Everyone agrees that data transformation is important for creating and maintaining a high-value data warehouse. In simple terms, data transformation is the process of collecting, cleansing, reformatting, validating and consolidating data and is crucial for business users. But data transformation is merely the process--the means to an end. The resulting information provided by a data transformation process must be high quality. High-quality data will be used by the intended users. They will trust the data enough to use it for making high-value business decisions. Trust of the data is critical. Consider the multi-divisional company that developed a data warehouse to provide integrated cross-divisional customer information so that a new customer relationship initiative could be launched. Eighteen months and a couple of million dollars later the warehouse is complete, the applications start using the warehouse and the first customer analysis reports are produced. The company's CEO is particularly interested in a report that summarizes total revenue, across all divisions, by customer, by year. Armed and eager, the CEO visits one of his top 10 customers. The CEO greets his customer and thanks him for the $7 million in business they did last year. The customer appreciates the kudos but points out that it was $12 million. The embarrassed CEO returns to his company and demands that this error, and all errors like it, be found and corrected. The warehouse project team spends another year correcting data errors and regaining trust. Poor quality, "load-and-go" data transformation was the culprit.

Despite its recognized importance, data transformation continues to be partially or wholly neglected in businesses today. Lack of an integrated enterprise-wide approach to collect, structure and maintain data is often the culprit of poor data transformation and, in turn, the barrier to building a credible and successful data warehouse.

A major goal of any data transformation program that desires to create usable and trustworthy data, therefore, has to involve every aspect of the business that comes in contact with customer data.

An Integrated Approach

To effectively create an integrated strategy, businesses must first identify where data inaccuracies begin and examine the ways the data is currently stored and utilized.

Data Collection. Errors and inconsistent information start in the data collection process. Businesses gather data by interviewing customers and recording their answers or by collecting information supplied by customers through a survey or response-type form. Either way, disparate information is constantly being compiled based on how information is provided by the customer and translated by the business.

Consider the scenario of a typical telemarketing center conducting a customer survey for a major retail firm.
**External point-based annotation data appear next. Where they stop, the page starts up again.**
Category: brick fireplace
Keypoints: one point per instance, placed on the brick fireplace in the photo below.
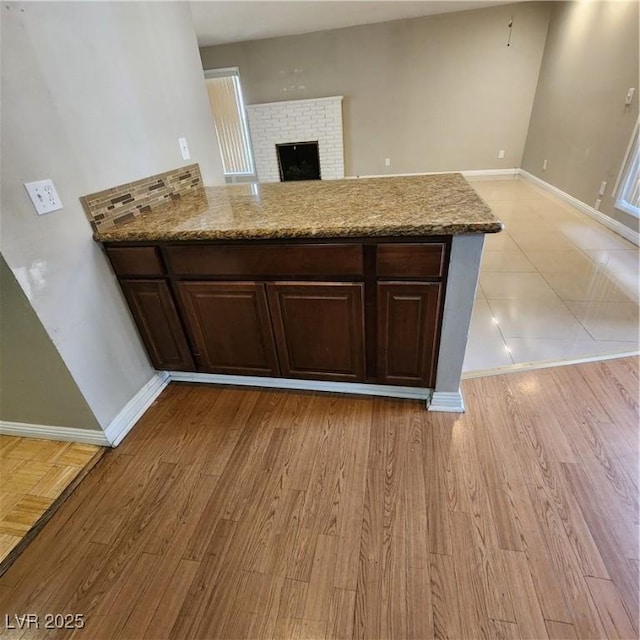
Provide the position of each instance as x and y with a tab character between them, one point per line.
292	122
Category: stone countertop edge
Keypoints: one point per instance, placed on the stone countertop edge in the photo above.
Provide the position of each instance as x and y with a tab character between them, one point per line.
430	205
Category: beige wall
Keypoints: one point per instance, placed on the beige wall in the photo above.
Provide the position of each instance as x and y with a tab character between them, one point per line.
432	94
35	385
580	124
93	95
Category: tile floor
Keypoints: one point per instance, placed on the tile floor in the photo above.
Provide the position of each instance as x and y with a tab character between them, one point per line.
33	473
554	285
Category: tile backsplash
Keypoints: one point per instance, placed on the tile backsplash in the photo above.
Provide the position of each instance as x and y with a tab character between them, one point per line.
114	206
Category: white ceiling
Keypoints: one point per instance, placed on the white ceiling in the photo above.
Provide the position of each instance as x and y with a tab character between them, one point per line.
224	21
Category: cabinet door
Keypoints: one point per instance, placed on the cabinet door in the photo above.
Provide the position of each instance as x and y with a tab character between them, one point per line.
152	307
319	329
408	321
230	327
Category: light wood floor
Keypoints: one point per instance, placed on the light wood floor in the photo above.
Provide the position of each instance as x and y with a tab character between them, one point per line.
33	474
265	514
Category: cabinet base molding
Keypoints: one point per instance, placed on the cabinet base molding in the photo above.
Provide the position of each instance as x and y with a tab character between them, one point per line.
390	391
446	401
133	410
52	432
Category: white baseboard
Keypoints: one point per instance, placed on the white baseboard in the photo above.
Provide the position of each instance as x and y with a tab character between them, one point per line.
447	401
471	173
417	393
614	225
133	410
49	432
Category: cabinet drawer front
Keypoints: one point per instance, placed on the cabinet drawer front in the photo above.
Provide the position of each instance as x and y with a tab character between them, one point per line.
411	260
135	261
271	260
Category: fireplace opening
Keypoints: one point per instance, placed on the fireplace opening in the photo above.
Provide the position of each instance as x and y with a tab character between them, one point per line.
298	161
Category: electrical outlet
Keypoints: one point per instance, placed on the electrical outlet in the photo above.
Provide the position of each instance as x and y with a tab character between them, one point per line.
184	148
44	196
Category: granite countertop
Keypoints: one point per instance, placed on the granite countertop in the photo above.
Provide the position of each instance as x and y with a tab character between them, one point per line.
442	204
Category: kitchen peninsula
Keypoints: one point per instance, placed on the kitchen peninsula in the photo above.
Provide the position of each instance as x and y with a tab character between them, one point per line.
358	285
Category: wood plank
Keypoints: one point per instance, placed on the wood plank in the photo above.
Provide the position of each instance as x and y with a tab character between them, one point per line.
445	597
613	612
523	595
560	630
339	492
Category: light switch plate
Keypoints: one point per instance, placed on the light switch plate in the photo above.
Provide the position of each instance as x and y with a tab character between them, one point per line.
44	196
184	148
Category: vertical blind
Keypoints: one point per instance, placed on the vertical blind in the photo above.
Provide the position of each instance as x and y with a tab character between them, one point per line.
628	189
225	98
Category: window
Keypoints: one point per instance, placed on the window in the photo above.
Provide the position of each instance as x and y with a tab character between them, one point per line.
628	188
227	107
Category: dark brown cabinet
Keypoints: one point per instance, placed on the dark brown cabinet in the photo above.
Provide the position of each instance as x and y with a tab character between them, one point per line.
408	322
154	311
230	328
319	329
366	310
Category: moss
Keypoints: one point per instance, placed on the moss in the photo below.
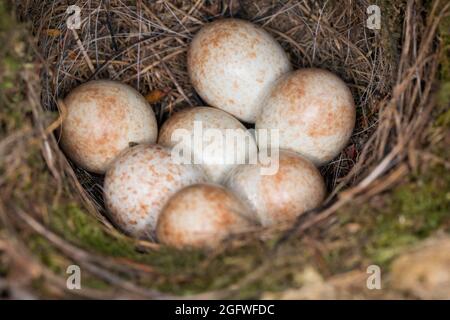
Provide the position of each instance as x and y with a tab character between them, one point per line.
414	211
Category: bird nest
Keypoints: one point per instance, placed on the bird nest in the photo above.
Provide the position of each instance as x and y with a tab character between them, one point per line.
389	70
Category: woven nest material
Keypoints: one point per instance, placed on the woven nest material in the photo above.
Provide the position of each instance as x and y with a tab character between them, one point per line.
143	43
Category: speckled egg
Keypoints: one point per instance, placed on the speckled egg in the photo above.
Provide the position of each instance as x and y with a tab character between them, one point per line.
296	187
314	112
224	141
202	215
103	118
232	64
138	184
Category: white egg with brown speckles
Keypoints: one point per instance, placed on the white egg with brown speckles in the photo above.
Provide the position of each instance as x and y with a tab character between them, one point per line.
295	186
202	215
138	184
232	64
313	110
103	118
223	142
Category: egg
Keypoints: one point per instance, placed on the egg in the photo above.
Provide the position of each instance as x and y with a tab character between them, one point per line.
313	110
295	187
139	182
202	215
223	141
233	63
103	118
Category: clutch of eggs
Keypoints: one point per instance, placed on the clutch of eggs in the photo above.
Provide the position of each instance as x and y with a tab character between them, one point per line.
103	118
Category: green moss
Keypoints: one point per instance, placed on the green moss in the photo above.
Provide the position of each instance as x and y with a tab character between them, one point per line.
414	211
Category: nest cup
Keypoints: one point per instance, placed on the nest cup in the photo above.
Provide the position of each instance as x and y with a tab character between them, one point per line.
144	44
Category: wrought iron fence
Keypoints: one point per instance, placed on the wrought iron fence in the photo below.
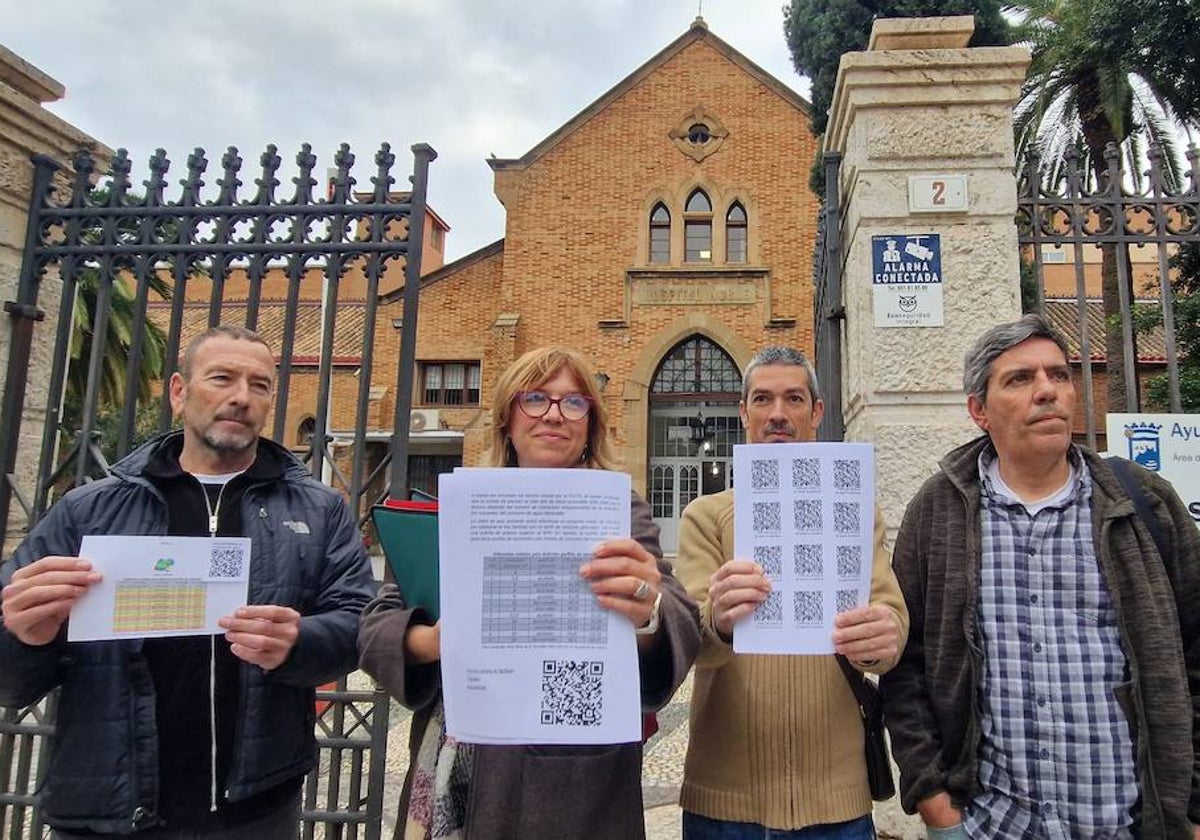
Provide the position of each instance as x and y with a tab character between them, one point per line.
157	258
1120	211
828	311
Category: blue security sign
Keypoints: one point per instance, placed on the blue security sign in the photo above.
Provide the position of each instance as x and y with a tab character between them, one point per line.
906	277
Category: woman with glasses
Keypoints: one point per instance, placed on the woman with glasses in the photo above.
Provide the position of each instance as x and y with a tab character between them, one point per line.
546	413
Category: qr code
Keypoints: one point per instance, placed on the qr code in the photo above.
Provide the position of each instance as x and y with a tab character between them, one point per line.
809	607
227	562
808	559
765	474
847	599
846	475
571	693
771	558
807	473
771	611
850	561
808	514
846	517
766	517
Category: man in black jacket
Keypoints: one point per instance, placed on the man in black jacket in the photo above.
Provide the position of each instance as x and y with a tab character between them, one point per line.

The goal of the program is to compile personal information on customers who recently purchased a new children's toy from the company's catalog. The company wants to gather birth date and household information to uncover buying trends among its customers so it can effectively target special incentive offers to them.

During the calling, some customers provide their actual birth dates, others provide younger ages because they don't want to reveal their "real" age, while others provide no information at all because they believe it's a violation of their privacy. The customers in this example that were asked to give out their personal information were trying to understand the context of the question (What do they really want? Why do they want it? Am I in danger by revealing this information?). They then communicated the data they thought the toy company wanted as well as what they were comfortable disclosing--the content--to the company. This instant decision can cause problems in the accurate collection of customer data.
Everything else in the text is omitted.